The mother of a client of mine, in many ways, is a good mom. She’s an advocate for her child with special needs and fights with his school to get him proper accommodations. But one day, I overhear a serious conversation she’s having with a relative about how vaccines contribute/cause autism. You should be aware that her son has autism. Here, in a nutshell, is one of the scary side effects if people don’t learn how to think objectively and gauge if information is reliable. Vaccines don’t cause autism. There’s no legitimate source that has come close to replicating that erroneous study that came out. And yet, you probably have heard something or another about their relationship on the internet. Kids (and adults) can easily be swayed. Technology and the internet have made a few things possible: 1.) bad information can be as plentiful as good information on the internet and 2.) shitty information and theories can be made enticing and believable through artistic and savvy ways. All it takes is a fast-paced video with some good music to go viral on Facebook for a million people to come away believing the same erroneous message. And while that “message” may be harmless (Justin Bieber is a bad guy), it could just as well be important (who I should vote for). We live in a fast-paced time, where political snip-its formulate people’s entire opinion on political figures. Medicinal practices are deemed factual gold when so-and-so’s picture is plastered next to it. Judgments are made about entire countries and policies based on colorful Venn diagrams and graphs that can be experienced in Flash. Reputations are ruined over a single Twitter post. We are forced to become internet detectives, scouring through a cyber trashcan figuring out how to make sense of it all.

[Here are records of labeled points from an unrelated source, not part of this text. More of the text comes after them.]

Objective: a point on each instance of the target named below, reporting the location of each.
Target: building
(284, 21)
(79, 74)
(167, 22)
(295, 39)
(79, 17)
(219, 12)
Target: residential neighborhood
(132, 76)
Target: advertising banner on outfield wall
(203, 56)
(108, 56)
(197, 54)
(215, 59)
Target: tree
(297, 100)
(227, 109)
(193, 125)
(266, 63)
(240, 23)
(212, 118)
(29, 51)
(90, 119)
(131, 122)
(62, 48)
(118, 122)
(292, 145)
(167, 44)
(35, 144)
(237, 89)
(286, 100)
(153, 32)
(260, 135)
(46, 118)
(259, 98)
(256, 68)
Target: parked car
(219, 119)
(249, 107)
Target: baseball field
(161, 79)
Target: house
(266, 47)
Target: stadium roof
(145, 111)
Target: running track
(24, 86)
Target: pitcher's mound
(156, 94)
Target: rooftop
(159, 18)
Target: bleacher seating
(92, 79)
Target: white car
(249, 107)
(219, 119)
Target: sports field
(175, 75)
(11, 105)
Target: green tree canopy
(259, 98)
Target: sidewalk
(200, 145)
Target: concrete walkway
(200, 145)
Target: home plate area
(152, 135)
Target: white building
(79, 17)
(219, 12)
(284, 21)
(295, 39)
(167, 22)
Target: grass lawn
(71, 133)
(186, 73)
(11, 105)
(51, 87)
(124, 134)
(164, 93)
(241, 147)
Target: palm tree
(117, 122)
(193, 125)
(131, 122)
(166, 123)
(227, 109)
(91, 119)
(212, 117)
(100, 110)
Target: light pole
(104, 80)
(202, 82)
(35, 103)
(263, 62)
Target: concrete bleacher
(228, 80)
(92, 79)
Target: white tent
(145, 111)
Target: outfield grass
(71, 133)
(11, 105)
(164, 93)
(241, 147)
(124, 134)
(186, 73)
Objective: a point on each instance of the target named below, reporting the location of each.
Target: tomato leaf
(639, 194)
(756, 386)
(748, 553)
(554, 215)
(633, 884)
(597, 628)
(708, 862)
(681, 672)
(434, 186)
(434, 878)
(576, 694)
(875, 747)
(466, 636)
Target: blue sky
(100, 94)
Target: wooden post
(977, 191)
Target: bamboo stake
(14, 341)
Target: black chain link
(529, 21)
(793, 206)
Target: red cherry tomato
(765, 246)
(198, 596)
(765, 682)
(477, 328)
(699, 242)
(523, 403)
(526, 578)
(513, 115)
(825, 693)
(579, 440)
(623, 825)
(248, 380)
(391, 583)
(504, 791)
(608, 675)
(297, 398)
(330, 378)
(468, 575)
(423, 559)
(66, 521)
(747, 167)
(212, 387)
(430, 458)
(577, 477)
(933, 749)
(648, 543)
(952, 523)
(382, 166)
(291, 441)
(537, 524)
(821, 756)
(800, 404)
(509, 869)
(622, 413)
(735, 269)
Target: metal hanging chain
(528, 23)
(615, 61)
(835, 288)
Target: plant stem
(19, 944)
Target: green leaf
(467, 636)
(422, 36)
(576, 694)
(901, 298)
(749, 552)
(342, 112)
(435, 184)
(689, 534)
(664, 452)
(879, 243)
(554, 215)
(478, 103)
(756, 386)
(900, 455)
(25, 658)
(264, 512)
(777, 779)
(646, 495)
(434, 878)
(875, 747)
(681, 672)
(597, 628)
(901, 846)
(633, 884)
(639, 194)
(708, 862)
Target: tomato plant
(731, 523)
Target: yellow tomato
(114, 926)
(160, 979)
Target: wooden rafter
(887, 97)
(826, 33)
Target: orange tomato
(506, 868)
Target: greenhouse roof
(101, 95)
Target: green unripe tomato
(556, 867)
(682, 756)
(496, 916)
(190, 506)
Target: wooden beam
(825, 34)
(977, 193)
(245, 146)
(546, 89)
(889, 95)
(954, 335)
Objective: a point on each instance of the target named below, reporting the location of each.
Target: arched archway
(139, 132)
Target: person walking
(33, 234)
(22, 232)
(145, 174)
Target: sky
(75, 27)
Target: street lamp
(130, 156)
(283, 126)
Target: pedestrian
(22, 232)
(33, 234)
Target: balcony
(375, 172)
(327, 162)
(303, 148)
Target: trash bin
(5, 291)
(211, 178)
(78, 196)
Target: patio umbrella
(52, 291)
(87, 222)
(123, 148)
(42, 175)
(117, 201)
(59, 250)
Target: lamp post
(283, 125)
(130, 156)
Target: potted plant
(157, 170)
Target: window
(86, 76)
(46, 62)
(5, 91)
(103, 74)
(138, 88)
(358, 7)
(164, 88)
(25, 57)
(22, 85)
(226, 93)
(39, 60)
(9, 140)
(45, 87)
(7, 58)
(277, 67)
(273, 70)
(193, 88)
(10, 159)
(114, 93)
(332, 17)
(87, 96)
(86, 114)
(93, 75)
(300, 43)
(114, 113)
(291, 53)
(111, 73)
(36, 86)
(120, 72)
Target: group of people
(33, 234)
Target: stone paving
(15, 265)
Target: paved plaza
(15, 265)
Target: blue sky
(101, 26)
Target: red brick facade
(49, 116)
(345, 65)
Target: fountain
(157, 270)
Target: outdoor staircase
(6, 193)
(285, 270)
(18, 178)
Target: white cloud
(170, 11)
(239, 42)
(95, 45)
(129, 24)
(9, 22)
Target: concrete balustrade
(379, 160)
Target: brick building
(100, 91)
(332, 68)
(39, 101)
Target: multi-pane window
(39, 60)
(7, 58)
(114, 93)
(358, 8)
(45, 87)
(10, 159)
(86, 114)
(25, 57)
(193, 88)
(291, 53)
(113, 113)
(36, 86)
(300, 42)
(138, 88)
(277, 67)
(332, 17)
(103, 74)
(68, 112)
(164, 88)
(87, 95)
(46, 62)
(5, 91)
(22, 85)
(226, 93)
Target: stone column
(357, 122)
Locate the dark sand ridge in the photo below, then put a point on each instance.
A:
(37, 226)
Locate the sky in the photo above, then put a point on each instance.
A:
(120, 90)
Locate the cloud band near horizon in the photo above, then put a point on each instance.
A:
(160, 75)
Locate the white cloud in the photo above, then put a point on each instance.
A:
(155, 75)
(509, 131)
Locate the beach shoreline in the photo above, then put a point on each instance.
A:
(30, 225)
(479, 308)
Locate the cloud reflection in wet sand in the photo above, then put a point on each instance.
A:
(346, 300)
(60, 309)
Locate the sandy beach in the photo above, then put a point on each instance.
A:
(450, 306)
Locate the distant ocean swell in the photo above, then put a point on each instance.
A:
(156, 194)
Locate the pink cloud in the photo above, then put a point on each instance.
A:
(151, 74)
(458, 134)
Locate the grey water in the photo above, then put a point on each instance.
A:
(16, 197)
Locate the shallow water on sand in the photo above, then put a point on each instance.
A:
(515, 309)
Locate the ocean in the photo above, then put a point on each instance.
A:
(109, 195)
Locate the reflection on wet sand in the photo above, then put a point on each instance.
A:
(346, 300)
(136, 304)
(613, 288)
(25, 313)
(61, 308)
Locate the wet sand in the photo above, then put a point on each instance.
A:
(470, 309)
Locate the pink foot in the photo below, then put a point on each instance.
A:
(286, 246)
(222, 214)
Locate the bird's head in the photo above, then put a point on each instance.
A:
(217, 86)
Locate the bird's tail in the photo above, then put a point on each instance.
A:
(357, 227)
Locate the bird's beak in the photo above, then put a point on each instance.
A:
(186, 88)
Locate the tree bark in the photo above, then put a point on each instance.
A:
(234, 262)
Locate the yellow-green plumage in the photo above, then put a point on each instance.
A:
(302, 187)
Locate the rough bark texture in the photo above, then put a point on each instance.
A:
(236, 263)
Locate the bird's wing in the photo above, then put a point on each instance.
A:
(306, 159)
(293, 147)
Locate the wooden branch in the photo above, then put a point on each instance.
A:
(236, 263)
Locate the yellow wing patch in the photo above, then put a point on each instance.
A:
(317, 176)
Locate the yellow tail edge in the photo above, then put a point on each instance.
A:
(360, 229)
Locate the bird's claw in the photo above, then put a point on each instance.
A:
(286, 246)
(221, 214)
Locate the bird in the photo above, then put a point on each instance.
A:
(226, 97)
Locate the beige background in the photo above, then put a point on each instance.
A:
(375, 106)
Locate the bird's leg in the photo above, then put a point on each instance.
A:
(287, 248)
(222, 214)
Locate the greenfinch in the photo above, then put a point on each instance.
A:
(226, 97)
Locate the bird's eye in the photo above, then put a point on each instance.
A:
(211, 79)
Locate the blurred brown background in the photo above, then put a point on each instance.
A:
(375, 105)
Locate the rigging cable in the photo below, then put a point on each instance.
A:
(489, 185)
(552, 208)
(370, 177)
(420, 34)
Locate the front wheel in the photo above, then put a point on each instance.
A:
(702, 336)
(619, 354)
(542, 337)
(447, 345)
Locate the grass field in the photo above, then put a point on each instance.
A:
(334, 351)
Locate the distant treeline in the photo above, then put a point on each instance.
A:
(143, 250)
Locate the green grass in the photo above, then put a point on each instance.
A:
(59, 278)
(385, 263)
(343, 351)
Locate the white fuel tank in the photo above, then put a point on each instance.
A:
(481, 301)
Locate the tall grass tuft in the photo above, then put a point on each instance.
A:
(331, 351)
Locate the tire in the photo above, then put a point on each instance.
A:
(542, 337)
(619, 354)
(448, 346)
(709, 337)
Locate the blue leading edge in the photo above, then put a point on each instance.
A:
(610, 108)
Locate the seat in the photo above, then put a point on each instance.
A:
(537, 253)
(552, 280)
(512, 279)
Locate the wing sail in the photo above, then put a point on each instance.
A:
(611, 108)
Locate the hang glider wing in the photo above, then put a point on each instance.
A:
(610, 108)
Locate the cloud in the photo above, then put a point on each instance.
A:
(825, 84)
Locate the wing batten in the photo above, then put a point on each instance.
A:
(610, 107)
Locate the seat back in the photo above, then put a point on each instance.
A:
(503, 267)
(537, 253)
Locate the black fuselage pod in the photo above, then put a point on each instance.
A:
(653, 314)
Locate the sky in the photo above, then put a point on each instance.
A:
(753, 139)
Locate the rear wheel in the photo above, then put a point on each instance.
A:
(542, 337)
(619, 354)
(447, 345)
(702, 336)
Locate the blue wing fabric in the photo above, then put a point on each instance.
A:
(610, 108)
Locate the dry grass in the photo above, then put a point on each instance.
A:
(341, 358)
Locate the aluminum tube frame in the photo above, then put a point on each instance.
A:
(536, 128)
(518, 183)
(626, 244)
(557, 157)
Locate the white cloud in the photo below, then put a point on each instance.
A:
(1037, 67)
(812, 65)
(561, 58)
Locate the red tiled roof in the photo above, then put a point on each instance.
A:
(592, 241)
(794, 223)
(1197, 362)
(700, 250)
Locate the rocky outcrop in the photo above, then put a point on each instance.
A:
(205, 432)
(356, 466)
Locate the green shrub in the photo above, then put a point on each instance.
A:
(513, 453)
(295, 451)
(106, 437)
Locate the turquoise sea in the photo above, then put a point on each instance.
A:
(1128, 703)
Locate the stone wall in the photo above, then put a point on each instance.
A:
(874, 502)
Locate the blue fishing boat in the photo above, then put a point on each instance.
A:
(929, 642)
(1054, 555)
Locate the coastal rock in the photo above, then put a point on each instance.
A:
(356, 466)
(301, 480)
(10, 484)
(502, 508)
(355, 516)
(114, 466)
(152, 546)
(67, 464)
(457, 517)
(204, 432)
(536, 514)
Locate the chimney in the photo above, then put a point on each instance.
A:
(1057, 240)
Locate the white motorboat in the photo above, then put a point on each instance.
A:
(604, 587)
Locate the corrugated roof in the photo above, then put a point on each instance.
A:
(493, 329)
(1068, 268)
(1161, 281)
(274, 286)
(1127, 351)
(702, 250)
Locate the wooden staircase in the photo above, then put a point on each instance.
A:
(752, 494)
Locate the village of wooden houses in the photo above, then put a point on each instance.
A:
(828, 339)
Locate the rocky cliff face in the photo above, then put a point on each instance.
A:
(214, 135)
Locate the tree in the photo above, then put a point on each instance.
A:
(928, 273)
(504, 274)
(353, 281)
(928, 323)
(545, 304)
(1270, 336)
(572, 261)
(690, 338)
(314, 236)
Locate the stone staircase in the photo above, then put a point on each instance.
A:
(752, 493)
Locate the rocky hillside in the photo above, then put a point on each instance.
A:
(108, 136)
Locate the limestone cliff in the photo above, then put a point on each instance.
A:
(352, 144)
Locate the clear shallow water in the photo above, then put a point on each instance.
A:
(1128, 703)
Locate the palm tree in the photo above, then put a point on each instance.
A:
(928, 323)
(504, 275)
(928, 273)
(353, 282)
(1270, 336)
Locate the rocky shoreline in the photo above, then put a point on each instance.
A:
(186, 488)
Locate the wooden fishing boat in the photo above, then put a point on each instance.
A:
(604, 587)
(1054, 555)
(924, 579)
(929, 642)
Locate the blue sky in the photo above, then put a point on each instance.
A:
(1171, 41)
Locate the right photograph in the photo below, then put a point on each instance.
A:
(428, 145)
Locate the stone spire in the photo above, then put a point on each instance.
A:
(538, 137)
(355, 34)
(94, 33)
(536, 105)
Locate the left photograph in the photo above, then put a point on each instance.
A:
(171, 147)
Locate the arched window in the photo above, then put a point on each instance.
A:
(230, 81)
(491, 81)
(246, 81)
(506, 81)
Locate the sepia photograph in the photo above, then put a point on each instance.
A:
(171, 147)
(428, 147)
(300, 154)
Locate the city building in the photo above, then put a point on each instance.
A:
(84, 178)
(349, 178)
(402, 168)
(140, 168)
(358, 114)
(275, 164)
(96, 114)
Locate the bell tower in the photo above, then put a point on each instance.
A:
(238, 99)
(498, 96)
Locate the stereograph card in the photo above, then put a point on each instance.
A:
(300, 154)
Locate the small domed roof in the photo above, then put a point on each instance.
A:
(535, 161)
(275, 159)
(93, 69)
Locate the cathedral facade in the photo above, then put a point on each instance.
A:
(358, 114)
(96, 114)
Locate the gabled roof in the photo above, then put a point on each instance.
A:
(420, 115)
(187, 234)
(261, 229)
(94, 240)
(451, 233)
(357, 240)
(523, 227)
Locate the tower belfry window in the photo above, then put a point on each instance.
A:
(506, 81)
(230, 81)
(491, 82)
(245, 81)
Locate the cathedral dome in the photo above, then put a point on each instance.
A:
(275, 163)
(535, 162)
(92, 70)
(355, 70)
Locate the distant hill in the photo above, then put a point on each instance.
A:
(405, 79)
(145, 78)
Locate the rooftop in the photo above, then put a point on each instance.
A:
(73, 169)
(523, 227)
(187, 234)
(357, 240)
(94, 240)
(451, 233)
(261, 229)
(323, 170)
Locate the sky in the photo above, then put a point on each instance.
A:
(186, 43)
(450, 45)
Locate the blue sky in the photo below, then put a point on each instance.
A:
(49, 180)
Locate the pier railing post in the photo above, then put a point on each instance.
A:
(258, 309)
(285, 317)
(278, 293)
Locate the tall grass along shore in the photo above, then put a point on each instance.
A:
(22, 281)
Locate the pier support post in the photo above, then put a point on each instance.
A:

So how do you teach this skill?
It’s part scientific method, part raising a generation of kids who ruthlessly question and pursue the truth. Unfortunately, in doing this, we’re going to raise a whole lot of cynics. But that’s a whole lot better than breeding a generation of people who believe everything they read. Deciphering credible information is a skill needed in all aspects of life: what car to buy, what medicine (if any) should I give my kid, what values does that politician hold, world news, local news, does that author have an agenda, etc. Information–credible information–transcends all subjects. History, English, Science, Math, are all fields that rely on the written word and data-driven analysis. I believe kids need to be taught how to quickly discern bullshit. They need to immediately recognize that they can’t entirely trust (or trust at all) Bob’s webpage on Economics and Sally’s blog about the causes of World War II. People constantly search the internet to confirm their preconceived ideas (confirmation bias) and it’s easy to do. I think this needs to be avoided if we want to stop perpetuating myths and speculation on everything from the existence of God to the value of eating organic.
This ability to find and decipher information determines what we believe. I think this is the most important thing to learn because what you believe and why you believe it is the only thing that matters. If you have another idea of what’s the single, most important thing to learn, I’d be happy to read it in the comment section.